Wampler’s argument that he is not an alter-ego of PSNY, while relevant to the issue of substantive liability, is not relevant to the issue of whether he transacted business through an agent so as to subject him to personal jurisdiction (see Kreutter at 469-470).

*659Further, plaintiffs allege that Wampler himself personally solicited plaintiffs’ investment in the funds during several visits to New York in 2006 and 2007. Gonsalves alleges that Wampler met with him in New York in 2006 “to describe the oil wells to be drilled in Trinidad — while knowing that no such wells would ever be drilled.” During this meeting, Wampler “pointed to the past ‘success’ of the drilling programs since 2003, the number of wells drilled, the amount of production, and the revenues earned as evidence of the program’s viability and robustness.” These representations were allegedly “false and deliberately contrived by Wampler” to induce Gonsalves and potential investors to invest in the Trinidad operations.

Gonsalves alleges that Wampler met with him in 2007 at PSNY’s New York offices, to “describ[e] the quick profit from” Coast to Coast Energy, which Gonsalves and Wampler formed in 2005, as well as “the continued supply of new investors, and the time needed for fund raising [sic] to continue.”

Plaintiffs also allege that Wampler and Gasarch met Rus-sack at PSNY’s New York offices in May 2005 “for the purpose of selling an interest in a drilling rig to Russack, as part of [the] oil equipment scheme.” Wampler allegedly “pointed to the prior successes of the oil exploration partnerships as evidence of the viability and legitimacy of the oil equipment investment, while knowing that such evidence was completely fabricated and false.”
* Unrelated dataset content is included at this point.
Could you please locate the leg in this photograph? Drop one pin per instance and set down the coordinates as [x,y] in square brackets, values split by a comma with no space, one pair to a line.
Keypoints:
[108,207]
Plaintiffs sufficiently allege that Wampler “transacted business” within the meaning of the long-arm statute (see e.g. Corporate Campaign v Local 7837, United Paperworkers Intl. Union, 265 AD2d 274 [1st Dept 1999] [daily communication, together with 12 trips to New York by the defendant’s representatives, subjected the defendant to long-arm jurisdiction]; Urfirer v SB Bldrs., LLC, 95 AD3d 1616, 1618 [3d Dept 2012] [allegations that the defendant extensively communicated with subcontractors electronically and via telephone and traveled to New York to supervise the project sufficient to withstand motion to dismiss]; Stardust Dance Prods., Ltd. v Cruise Groups Intl., Inc., 63 AD3d 1262 [3d Dept 2009] [attendance at two meetings in 2007, during which the defendant was alleged to have solicited travelers for dance cruises by displaying promotional materials and responding to inquiries, raised a question concerning whether the defendant had transacted business within the meaning of the statute]). While the oil exploration partnerships may have been located in the Caribbean, the complaint alleges that Wampler met with investors in New York for the purposes of soliciting their participation in *660the venture, and to sell interests in a drilling rig as part of the alleged scheme. I would accordingly reverse the order appealed to the extent it dismissed the claims against Wampler.

The cases upon which the majority relies in finding otherwise are wholly inapposite, involving the failure to allege the requisite nexus between the transaction and the defendant’s activities (see Mahtani v C. Ramon, 168 AD2d 371, 371 [1st Dept 1990] [“(v)ague references by plaintiff to discussions had in New York which could have taken place either before or long after the transaction complained of fail to demonstrate purposeful activity by the defendants in this State that was undertaken in connection with the transactions at issue”]), or an isolated shipment of goods to an out-of-state defendant who then failed to pay, the “classic instance in which personal jurisdiction is found not to exist” (Cotia [USA] Ltd. v Lynn Steel Corp., 134 AD3d 483, 484 [1st Dept 2015] [internal quotation marks and citations omitted]). In Fischbarg v Doucet (9 NY3d 375 [2007]), another case cited by the majority, the Court of Appeals held that the retention of a New York attorney by a California plaintiff for purposes of litigating a case in Oregon did in fact constitute the transaction of business within the meaning of the long-arm statute (id.).